A Suprema Corte dos Estados Unidos realiza hoje, 21 de agosto, uma audiência para debater os argumentos a favor e contra a tentativa do presidente Donald Trump de destituir Lisa Cook do cargo de diretora do Federal Reserve, o banco central americano.

A questão em análise é se Trump possui a autoridade para remover Cook de sua posição. Embora o presidente tenha anunciado sua demissão em agosto de 2025, a decisão foi bloqueada pela Justiça. Em resposta, a Casa Branca recorreu à Suprema Corte, que agora examina o caso.

Independência do Fed em risco

Especialistas alertam que o caso em questão pode afetar a autonomia do Federal Reserve. Desde o início de seu segundo mandato, Trump tem tentado pressionar o banco central a reduzir as taxas de juros para impulsionar a economia, mas o Fed tem se mostrado cauteloso em suas deliberações.

De acordo com o jornal ‘The New York Times’, Jerome Powell, presidente do Fed, deverá comparecer à audiência para defender a independência da instituição.

Além de tentar demitir Cook, Trump tem atacado Powell publicamente. Recentemente, ele intensificou sua pressão sobre o Fed, chegando a abrir uma investigação contra o economista em relação a reformas em prédios da instituição.

Powell, por sua vez, refutou as alegações de irregularidades, condenando a postura da Casa Branca e afirmando que a situação representa uma pressão política sem precedentes sobre o Fed para forçar a redução das taxas de juros nos Estados Unidos.

Acusações contra Lisa Cook

Lisa Cook, que também estará presente na audiência, é acusada pela administração Trump de fraude hipotecária, que, segundo a Casa Branca, constituiria ‘justa causa’ para sua demissão.

A gestão Trump alega que Cook cometeu fraude ao classificar duas residências como principais para obter condições de financiamento mais favoráveis. O caso foi levado ao Departamento de Justiça.

Cook nega as acusações, que se baseiam em documentos de empréstimo assinados antes de sua entrada no Federal Reserve.

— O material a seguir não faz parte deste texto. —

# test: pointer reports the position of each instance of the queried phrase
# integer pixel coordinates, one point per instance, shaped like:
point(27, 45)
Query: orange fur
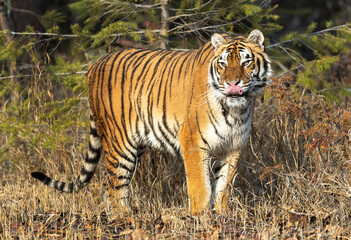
point(196, 104)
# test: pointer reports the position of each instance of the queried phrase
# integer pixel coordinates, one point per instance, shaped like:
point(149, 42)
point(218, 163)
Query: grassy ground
point(293, 183)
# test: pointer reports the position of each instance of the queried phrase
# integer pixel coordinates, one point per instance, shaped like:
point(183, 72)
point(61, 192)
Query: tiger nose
point(236, 82)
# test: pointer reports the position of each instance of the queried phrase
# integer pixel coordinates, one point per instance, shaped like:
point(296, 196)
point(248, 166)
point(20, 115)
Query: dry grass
point(292, 184)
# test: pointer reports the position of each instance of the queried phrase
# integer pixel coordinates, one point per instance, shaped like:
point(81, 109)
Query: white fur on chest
point(229, 132)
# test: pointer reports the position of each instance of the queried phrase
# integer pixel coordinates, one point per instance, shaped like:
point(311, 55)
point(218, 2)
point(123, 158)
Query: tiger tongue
point(233, 89)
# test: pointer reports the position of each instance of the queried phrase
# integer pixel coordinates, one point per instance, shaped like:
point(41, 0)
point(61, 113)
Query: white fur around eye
point(222, 61)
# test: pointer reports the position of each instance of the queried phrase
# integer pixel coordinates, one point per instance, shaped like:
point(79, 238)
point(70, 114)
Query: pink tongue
point(234, 90)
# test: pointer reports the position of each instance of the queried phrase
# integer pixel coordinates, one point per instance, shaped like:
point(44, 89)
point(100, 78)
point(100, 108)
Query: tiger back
point(194, 104)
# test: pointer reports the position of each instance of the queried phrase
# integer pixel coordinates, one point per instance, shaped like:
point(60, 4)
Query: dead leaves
point(285, 223)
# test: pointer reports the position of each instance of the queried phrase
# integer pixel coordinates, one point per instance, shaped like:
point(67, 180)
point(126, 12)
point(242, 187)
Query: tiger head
point(239, 68)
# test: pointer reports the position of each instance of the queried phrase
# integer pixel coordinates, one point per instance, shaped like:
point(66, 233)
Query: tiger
point(196, 104)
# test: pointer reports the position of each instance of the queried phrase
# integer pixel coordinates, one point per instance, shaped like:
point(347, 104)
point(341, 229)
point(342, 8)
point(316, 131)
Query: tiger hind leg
point(121, 168)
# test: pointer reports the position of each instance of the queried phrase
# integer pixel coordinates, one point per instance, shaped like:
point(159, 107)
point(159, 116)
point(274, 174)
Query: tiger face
point(239, 68)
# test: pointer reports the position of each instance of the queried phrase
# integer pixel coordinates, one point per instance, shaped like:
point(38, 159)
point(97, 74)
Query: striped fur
point(195, 104)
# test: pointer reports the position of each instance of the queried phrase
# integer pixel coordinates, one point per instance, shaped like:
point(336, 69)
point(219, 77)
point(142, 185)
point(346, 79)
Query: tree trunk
point(6, 23)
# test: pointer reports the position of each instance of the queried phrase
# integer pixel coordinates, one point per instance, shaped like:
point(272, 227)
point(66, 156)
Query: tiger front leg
point(196, 165)
point(224, 172)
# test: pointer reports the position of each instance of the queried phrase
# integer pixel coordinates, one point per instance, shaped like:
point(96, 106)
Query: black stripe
point(198, 127)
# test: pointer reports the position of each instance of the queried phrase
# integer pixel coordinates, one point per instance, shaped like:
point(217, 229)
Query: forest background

Em outubro, a Suprema Corte determinou provisoriamente que ela poderia continuar no cargo enquanto o caso judicial avança.

Implicações da decisão judicial

Analistas do mercado financeiro e especialistas interpretam que, caso a Suprema Corte permita a demissão de Cook, isso abriria precedentes para que Trump e futuros presidentes pudessem destituir dirigentes do Fed, comprometendo a independência da instituição.

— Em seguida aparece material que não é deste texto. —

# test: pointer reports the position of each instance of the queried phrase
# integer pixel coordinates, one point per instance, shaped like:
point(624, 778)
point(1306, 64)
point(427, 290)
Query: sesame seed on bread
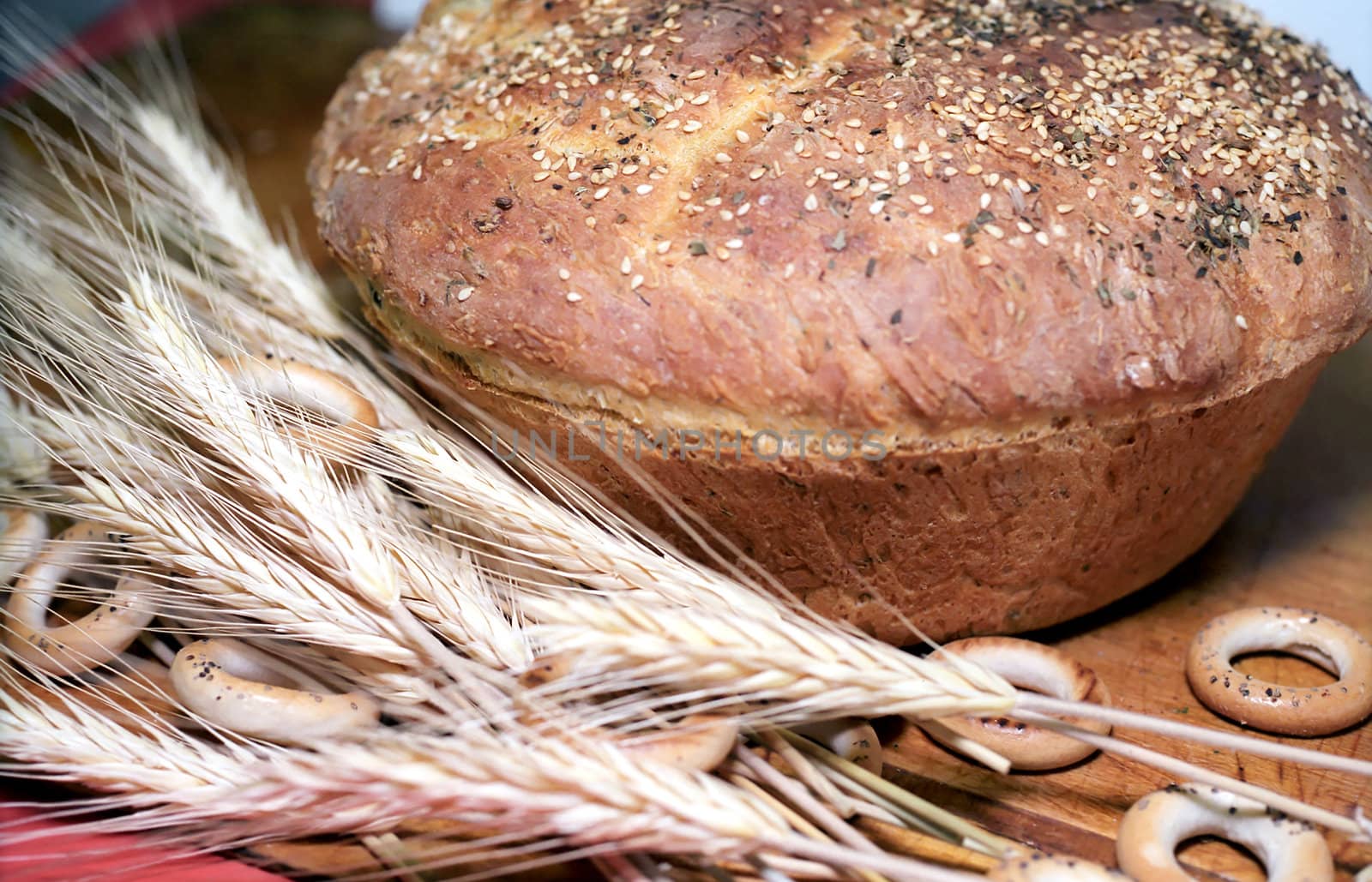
point(937, 213)
point(1076, 261)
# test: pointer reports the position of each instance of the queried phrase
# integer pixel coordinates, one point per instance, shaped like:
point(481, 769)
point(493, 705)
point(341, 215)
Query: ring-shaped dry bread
point(1150, 831)
point(700, 741)
point(352, 420)
point(242, 689)
point(1273, 706)
point(22, 532)
point(93, 639)
point(1042, 669)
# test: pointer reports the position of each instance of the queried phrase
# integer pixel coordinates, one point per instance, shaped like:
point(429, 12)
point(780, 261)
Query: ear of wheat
point(135, 273)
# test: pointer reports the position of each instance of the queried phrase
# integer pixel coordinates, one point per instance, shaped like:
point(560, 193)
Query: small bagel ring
point(699, 742)
point(353, 416)
point(1150, 831)
point(91, 641)
point(1271, 706)
point(850, 737)
point(1029, 665)
point(22, 532)
point(231, 685)
point(1039, 867)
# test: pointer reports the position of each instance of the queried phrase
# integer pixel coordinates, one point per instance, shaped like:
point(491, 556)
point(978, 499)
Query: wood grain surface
point(1303, 535)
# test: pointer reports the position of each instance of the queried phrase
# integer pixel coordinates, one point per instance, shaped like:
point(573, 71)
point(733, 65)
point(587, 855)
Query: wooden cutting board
point(1301, 537)
point(1303, 534)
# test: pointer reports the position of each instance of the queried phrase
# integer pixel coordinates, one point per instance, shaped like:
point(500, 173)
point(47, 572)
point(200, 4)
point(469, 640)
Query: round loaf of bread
point(983, 312)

Após a medida sem precedentes de Trump, um grupo de 18 ex-diretores do Federal Reserve, ex-secretários do Tesouro e outros altos funcionários de diferentes administrações solicitou que a Suprema Corte rejeitasse o pedido do presidente.

Proteção ao Federal Reserve

A criação do Fed em 1913 foi acompanhada pela aprovação do Federal Reserve Act, que inclui dispositivos para resguardar o banco central de interferências políticas. A legislação determina que diretores só podem ser demitidos pelo presidente por ‘justa causa’, embora o termo e o procedimento não estejam definidos.

Até agora, essa cláusula nunca havia sido testada judicialmente. Em 9 de setembro, uma juíza distrital em Washington decidiu que as alegações de Trump não eram suficientes para justificar a destituição de Cook.

Cook processou Trump em agosto, argumentando que as alegações não conferiam ao presidente autoridade legal para removê-la e que eram apenas um pretexto em razão de seu posicionamento em relação às taxas de juros.

Expectativas sobre o veredito

Embora a decisão possa favorecer Lisa Cook, especialistas afirmam que ela pode servir como um guia sobre como um presidente pode remover um membro da diretoria do banco central. A manutenção de Cook no cargo é considerada a conclusão mais provável, mas uma decisão contrária pode revelar as falhas na tentativa de demissão.

Isso indicaria também o caminho necessário para caracterizar a ‘justa causa’ exigida para a destituição de um diretor da autoridade monetária, podendo influenciar ações futuras. Loretta Mester, ex-presidente do Fed de Cleveland, alertou que isso poderia facilitar que presidentes demitissem diretores com base em acusações infundadas.